Monday, February 28, 2011

Keeping up with the Daughters

Last night's Oscars kept me up way past my usual bedtime, and boy am I paying for it today!  I kind of had to stay up--out of keen interest in any of the movies (the only nominee I saw this year was "Toy Story 3" and that was on a seat-back screen on the flight across the Atlantic!). Really, I stayed up because we had guests with us specifically for the Oscars, and because this is my only real "media literacy" education, aside from living with Sr Helena, who is a walking media literacy textbook. Except they don't really use "text" books for media literacy... Of course, just watching Sr. Helena watch the Oscars was entertaining.
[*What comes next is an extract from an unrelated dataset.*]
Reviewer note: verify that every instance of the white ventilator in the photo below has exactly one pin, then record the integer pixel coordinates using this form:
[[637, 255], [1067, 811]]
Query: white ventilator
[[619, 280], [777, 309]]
She was tweeting during the Oscars (you can find her tweets here), and whenever a nominee was named that she thought was especially deserving, she would stand up behind the computer with her arms waving, shouting out cheers.
We almost missed her for the Oscars, though: she and our "vocations team" (I guess it's more correct to call them the "discernment team") were with the postulants in Aggie Land last week in what has become a kind of annual tradition. The discernment team holds there own annual meeting right at the Catholic Center at Texas A&M, but they combine it with some live action in terms of meeting actual discerners (or would-be discerners) and other young adults in their natural environment. Sr Helena just got back on Saturday, but not after an interesting encounter in the Houston airport: a Cardinal (from the Vatican!) was passing through with a small entourage after some meetings. He saw Sr Helena hunched over her keyboard in the airport cafe, editing video with headphones on, oblivious to all else, and basically stood in front of her until she noticed him. If I am not mistaken, when I was in Rome, it was this same Paolo Sardi who, as a "lowly" bishop, would say the 7:00 Mass at St. Peter's, on the altar in the right transcept. He gave such fabulous (and brief! not even 2 minutes!) homilies, the nuns who had been waiting for the basilica gates to open up (7 on the dot) would literally hike up their habits and run up the aisle of St. Peter's to get to his Mass. (The celebrants had their own entrance and were usually already more than halfway to the altar, accompanied by two chierichetti, by the time the front doors were opened.) So there was Cardinal Sardi, witnessing the Pauline charism at full speed ahead. Before leaving, he gave Sr Helena one of the new papal rosaries with Pope Benedict's coat of arms in the centerpiece and on the rosary case. (Somehow she forgot to mention that she had four sisters at home in Chicago...)

1 comment:

Anonymous said...

How many of those four sisters back in Chicago would have risked losing that precious gift by mentioning that there were four pairs of outstretched hands on Michigan Avenue vieing for the same prize. And how likely is it that Sr. would have refused to accept the gift because of that reality. Hey, Lent is just around the corner and she caught the beads fair and square. Happy Mardi Gras.